Another female worker told us that she enjoyed logging on to the chat rooms and chatting with male netizens though she had a steady boy friend. The chat rooms she logged on to were mainly designed for workers, for example “Romance in the Workplace.” … Usually, she would chat with the netizens for a while and if she found them interesting, they would exchange cellphone numbers and they would keep in contact by sending messages. Her record for sending messages was 160 in one day to at least 7 different netizens. She knew that the sweet words and honeyed phrases were an illusion, yet she enjoyed chatting as she found their words comforting. Although she had found that relationships developed through chat rooms were not reliable, she had once dated a netizen working in the same village. She had, however, found it hard to develop their relationship because the mystical feeling achieved in cyberspace had disappeared when they met face-to-face. …

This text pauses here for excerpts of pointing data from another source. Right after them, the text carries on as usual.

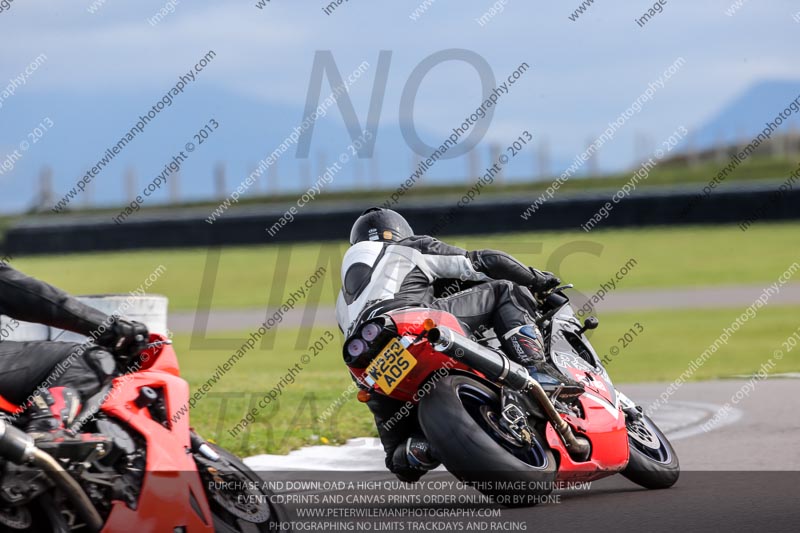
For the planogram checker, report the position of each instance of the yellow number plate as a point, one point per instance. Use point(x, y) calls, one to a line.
point(390, 367)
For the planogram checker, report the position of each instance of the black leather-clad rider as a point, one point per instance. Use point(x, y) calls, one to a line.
point(50, 379)
point(388, 266)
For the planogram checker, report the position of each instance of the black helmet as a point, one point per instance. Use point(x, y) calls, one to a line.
point(379, 224)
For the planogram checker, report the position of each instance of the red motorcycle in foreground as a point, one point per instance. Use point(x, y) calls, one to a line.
point(134, 465)
point(490, 423)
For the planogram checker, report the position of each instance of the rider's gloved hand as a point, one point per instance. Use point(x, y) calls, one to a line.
point(125, 338)
point(544, 281)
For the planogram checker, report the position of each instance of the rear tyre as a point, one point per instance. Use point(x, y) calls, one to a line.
point(653, 463)
point(460, 419)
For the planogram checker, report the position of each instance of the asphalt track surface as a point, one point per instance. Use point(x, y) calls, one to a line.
point(641, 300)
point(742, 474)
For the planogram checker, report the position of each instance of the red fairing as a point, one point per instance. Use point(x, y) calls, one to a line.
point(603, 423)
point(607, 435)
point(171, 480)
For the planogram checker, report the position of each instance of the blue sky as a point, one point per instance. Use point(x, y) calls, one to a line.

    —from “The Use of Cellphones amongst migrant workers in Southern China”

It seems that female migrant workers readily escape into the net and SMS world to find the kind of sweet romance and honeyed messages they desire. The SMS manuals are full of these messages for male migrant workers to draw on and use in this virtual world.  However, many times these sweet romances shatter once the couple leaves the virtual world and meet in real life. SMS manuals in this sense serve a purpose for both male and female workers: Women indulge themselves in soap opera-like romance fiction, as their online male partners play along in co-constructing this romantic virtual/SMS world.

Angel Lin is an associate professor in the Department of English and Communication, City University of Hong Kong. She works in the areas of cultural studies, youth literacy,  language and gender, and feminist media studies.